3.  The brain G. Morton (USA)

The brain controls energy homeostasis both by sensing nutrient signals, eg. free fatty acids and adiposity signals eg. insulin or leptin.  The hypothalamus senses nutrient and hormonal environment and adjusts food intake accordingly.  Thus, if the hypothalamus sees a leptin deficiency,  it sends signals that increases appetite and food intake.   This is most dramatically demonstrated in ob/ob mice, which can not make leptin.  They become morbidly obese; an obesity that can be reversed by exogensis leptin.   Different diets can affect the sensitivity of the hypothalamus to leptin and insulin.  As an example high fat diets decrease leptin action.
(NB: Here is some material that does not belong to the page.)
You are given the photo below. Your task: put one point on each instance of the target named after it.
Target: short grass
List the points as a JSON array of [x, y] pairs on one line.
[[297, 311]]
Comment: I am not sure I have done this excellent presentation justice.  While the data on the regulation of food intake is necessarily derived from experimental animals, the clinical observations regarding the effects of altering the composition of diets on obesity rates suggest that our diets are contributing to changes in the brain's sensing our nutritional state, which may underlie the increases in food  intake observed with Western dietary habits.  I expect a wave of new pharmacologic agents based upon hormones known to regulate food intake and their analogues in the next few years.

4.  Fat and skeletal muscle M. Brady (USA)

Peripheral insulin resistance in fat and muscle results in increased free fatty acid release by adipocytes and increased insulin secretion by the beta cell.  As the process continues, liver becomes insulin resistant and the beta cell becomes exhausted resulting in IGT and eventual diabetes.  In in vivo studies in man the infusion of lipids decreases glucose clearance.  Although the speaker was focusing on peripheral tissues, he cited observations that suggest that the brain may be an active participant in insulin resistance.  In studies in normal college students, sleep deprivation was observed to produce insulin resistance.  When over four nights students got either 4.5 or 8.5 hours of sleep, they demonstrated insulin resistance in the period following the sleep deprivation.  

Comment: This is a very interesting observation given that sleep apnea is relatively common in obesity.

Although we associate obesity with insulin resistance, it has been observed for years that acute changes in nutrition results in correction of insulin resistance before significant weight loss.  In elegant studies, patients who were scheduled for bariatric surgery were studied two weeks prior to and two weeks following bariatric surgery, at a time when significant weight loss had not yet occurred.  They observed significant improvements in insulin resistance comparing the first to the second study.

Comment:  This observation supports that insulin resistance results from both steady state changes in peripheral tissues and the acute nutritional and hormonal state of the individual.  

Concluding comments

These presentations emphasize the complex nature of the series of events underlying the development of diabetes.  The most reasonable take home message is that type 2 diabetes can result from a number of pathways, but in the final analysis, insulin resistance results from fat being deposited in the liver and skeletal muscle and in the case of susceptible beta cells glucose tolerance deteriorates.

(*My attendance to the IDF is sponsored by the ADA, a member organization.)